The decision between these modes rests on the hardware constraints of your specific board model and the visual requirements of your project.
Comparative Logic: Selecting the Right Mode for Your RAM model
Resource-centric planning is vital for maximizing the Qualcomm® Dragonwing architecture. The table below outlines the architectural trade-offs between the 2GB and 4GB models.
|
Feature |
2GB model |
4GB model |
|
Primary Mode |
Headless Mode |
Desktop Mode |
|
Optimization |
Bypasses GUI to prevent RAM contention |
Supports high-level visual processes |
|
Software Focus |
Arduino IDE / CLI, Python, core libs |
Arduino App Lab GUI, Multitasking |
|
Development Style |
Remote Node (via SSH / ADB) |
Standalone SBC (Monitor/Keyboard) |
|
AI Complexity |
Memory-optimized Edge AI / TinyML |
Complex, containerized AI models |
|
Ideal Use Case |
Lightweight IoT, Anomaly Detection nodes |
Visual AI prototyping, Sound recognition |
My Recommendation
Deploy in Desktop Mode if you are using the 4GB model for visual-heavy prototyping, requiring the Arduino App Lab to orchestrate complex AI models and graphical feedback in a standalone environment.
Deploy in Headless Mode if you are using the 2GB model for dedicated IoT tasks. This ensures maximum efficiency by stripping away the GUI, preserving the board’s LPDDR4 resources for critical Python services and Arduino Bridge communication.
Please note: I typically recommend running a specific configuration (Headless or SBC mode), but you can easily switch later if you change your mind. If moving from SBC to Headless mode however, you might need to free up memory due to the overhead of the Linux GUI. I can't confirm this, since I generally run the 2GB UNO Q in Headless mode and the 4GB UNO Q in SBC (Single Board Computer) mode.
Ok now you have the UNO Q out of the box. The temptation is to power it up right? Well no because it needs to be configured first.

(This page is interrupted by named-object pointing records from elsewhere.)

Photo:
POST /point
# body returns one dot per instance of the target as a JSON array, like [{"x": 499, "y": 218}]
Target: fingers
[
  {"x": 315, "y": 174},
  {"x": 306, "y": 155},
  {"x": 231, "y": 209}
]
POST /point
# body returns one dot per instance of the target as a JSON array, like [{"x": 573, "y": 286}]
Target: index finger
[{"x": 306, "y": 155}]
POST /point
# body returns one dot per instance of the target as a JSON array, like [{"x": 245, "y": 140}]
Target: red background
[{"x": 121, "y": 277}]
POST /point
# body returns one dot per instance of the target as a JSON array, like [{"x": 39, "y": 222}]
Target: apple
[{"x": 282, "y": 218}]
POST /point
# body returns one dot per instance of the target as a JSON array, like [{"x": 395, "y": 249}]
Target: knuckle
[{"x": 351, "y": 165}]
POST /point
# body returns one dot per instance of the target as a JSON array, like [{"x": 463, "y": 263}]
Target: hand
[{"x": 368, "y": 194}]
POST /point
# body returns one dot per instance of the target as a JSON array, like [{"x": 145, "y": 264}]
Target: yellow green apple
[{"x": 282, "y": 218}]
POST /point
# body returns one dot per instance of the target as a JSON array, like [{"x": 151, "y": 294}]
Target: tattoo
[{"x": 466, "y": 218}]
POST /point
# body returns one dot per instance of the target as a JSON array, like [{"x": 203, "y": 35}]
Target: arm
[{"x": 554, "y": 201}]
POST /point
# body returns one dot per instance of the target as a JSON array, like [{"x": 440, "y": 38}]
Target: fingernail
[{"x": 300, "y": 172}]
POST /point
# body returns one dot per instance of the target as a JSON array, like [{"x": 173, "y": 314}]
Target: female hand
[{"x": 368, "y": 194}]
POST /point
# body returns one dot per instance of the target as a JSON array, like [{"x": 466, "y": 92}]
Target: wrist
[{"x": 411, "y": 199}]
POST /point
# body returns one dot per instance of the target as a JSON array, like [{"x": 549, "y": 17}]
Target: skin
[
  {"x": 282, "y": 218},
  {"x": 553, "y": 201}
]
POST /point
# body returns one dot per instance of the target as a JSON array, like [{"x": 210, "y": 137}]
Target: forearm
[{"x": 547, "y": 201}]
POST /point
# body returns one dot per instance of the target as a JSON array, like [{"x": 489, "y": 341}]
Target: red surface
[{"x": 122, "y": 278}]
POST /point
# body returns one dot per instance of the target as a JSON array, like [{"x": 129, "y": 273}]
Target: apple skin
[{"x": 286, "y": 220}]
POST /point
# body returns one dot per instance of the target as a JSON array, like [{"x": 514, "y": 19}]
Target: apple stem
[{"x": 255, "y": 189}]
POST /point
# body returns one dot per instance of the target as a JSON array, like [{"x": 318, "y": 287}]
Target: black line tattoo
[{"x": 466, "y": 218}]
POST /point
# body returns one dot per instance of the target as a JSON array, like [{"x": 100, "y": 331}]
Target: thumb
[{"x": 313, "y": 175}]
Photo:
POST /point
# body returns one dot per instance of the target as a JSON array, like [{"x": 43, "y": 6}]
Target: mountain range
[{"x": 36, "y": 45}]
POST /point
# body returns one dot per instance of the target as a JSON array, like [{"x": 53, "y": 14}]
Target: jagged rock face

But in anycase once you have determined your setup type follow the section below based on your desision.
Desktop Mode Initial Setup (SBC)
The good news is that the Arduino APP Lab Dual-Brain development works in both Modes. The Desktop Mode (SBC) is the most straightforward way to begin, since it requires no install and runs on the UNO Q.
If you want to get started with this mode then follow this link: UNO Q as a Single-Board Computer. In this tutorial, you will learn how to set up your UNO Q as a personal computer, ready for everyday tasks like web browsing, office work and media playback, alongside working with product specific features like using Arduino App Lab for developing amazing projects.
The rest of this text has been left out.